The fact that the cottage girl narrates the death of her two siblings to the speaker in the poem and tells him of visiting their graves, eating her supper there, and playing in their vicinity pushes forward the question of what exactly the two disagree about and what exactly the speaker knows or feels he knows that the young girl doesn’t. She understands that her brother and sister are no longer living; she understands that they lie in their graves, which she emphasizes “may be seen” (l. 36); but she contends that a tally of herself and her siblings yields seven and not the five that the requisite math (seven minus two) would dictate. She is not deluded; in fact, the poem may even suggest that perhaps the speaker himself is, since his account of their being only five pivots on his placing two of her siblings “in Heaven” (l. 62, 66), while the young girl has no misconceptions about their lying simply in the ground, a place where she, again, can eat and knit and play. The poem commences as the speaker asks about this “simple child” (l. 1), “What should it know of death?” (1. 4). But the young girl does know death, emphatically so, as she neither shuns nor hesitates around the topic in the poem and in fact volunteers a factual narrative: her sister Jane “in bed … moaning lay” (l. 50), and her brother John “was forced to go” (l. 59) as well. Yet she insists that they are seven in all, and the adult with whom she is speaking is certain that, correspondingly, he has something to teach her. His exasperation and the topic of the rational education he attempts to give her surface in the final stanza: “But they are dead; those two are dead!” (l. 65), he shouts. She, however, is unwavering and resolute (she “would have her will” [l. 68]) and thus has the last word in the poem: “Nay, we are seven!” (l. 69), the girl exclaims one final time, bringing the exchange to a close.

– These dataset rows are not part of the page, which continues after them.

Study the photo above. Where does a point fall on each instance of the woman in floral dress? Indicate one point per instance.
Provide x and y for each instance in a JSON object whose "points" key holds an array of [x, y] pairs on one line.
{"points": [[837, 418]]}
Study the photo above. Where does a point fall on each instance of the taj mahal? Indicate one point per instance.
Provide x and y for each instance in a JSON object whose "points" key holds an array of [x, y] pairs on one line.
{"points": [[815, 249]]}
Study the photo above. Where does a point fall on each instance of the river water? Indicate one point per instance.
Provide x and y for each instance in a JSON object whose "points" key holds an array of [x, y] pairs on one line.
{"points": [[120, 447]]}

What, then, one might ask, doesn’t the young girl get? What is it that her interlocutor wants her to understand that she apparently willfully refuses to register or accept? That death is death? How should one formulate the nature of the mathematical disagreement that the poem dramatizes? It would not be incorrect to say that the disagreement between the cottage girl and the adult speaker has to do at once with questions about ontology (what counts as a person), ethics (the significance of one being for another), morality (how we do or we should think about death), and language (when we can say or do say that a person is). To divorce any of these concerns or questions from each other in their crucial interweave in this text, I think, is to reduce the poem’s complexity, that is, the “enormity,” to recall Cavell, of what it is that this adult interlocutor actually might have to teach this particular child, that he would have to teach her—all at once—about language, ethics, morality, objects, and the significance of people in our world if he wanted to set her “are” straight. It hardly falls in line with the spirit of the poem to say that the adult objects to the girl’s naive and irrational forms of attachment to her deceased siblings; he doesn’t seek to deny the girl her childlike horizon of cares. There is no evidence at all in the poem that he disapproves of her affection for and fixation to the site of their graves, that is, to her behavior. He offers no signs of censure when she reports her eating and knitting and playing at the gravesite and instead implicitly asks her to reflect yet again on the rational implications of her very own narrative and account:
“And when the ground was white with snow,
“And I could run and slide,
“My brother John was forced to go,
“And he lies by her side.”
“How many are you then,” said I,
“If they two are in Heaven?”
The little Maiden did reply,
“O Master! we are seven.”
Instead, then, one might say that what the speaker essentially objects to is the girl’s insistent refrain (“we are seven”), in other words, how she answers him and comes to talk about the living and the dead in our world. He objects to her basic noncanonical redescription of a state of affairs, to the liberty she takes with the most ordinary of words, and what that license bespeaks about her understanding. She lives alone with her mother, and her dead siblings, lying just twelve steps from their door, are very much alive for her. Yet we don’t say they are after they have died; she does. We might say just that, that they are still alive for us, or we might confess that when tallying we are still inclined to count them too. But to insist that they “are” is to break a foundational rule of the game—or to be a poet. What the young girl’s insistent “are” registers, then, is her ability to make language stretch and reach to the limits of meaning, her ability to see something surprising and new in what we ordinarily say. Her “are” may be noncanonical, but it is feasible, possible, and falls within the horizons of comprehensibility for us. It would be simplistic to say that the cottage girl and her adult interlocutor simply disagree about usage. Rather, it is essential to understanding the spirit of the poem to say that the two actually don’t share a world, and that we as readers are essentially drawn to the possibilities her world offers more than we are to his.
“We are talking about the spatial and temporal phenomenon of language,” writes Wittgenstein, “not about some non-spatial, non-temporal phantasm” (§108). Wordsworth, too, finds a deep link between the word and its localized unfolding, or the form of life, form of feeling, and form of moral relation that it is able to register and record. Words for both the poet and the philosopher are essentially saturated with the lives into which they are woven. They are revelatory of what we speakers, again, find interesting, significant, moving, important, unimportant, or utterly mundane. Insofar as they register these things, they offer a kind of record of what Wittgenstein called our natural history and Wordsworth the necessities of our nature, and insofar as philosophy too takes a consequential interest in that record, it is intimately bound to the poetic impulse. To reconstruct and reassemble that record in language in a way that renders it at once undamaged yet marvelous and surprising is one of Wordsworth’s aspirations in Lyrical Ballads.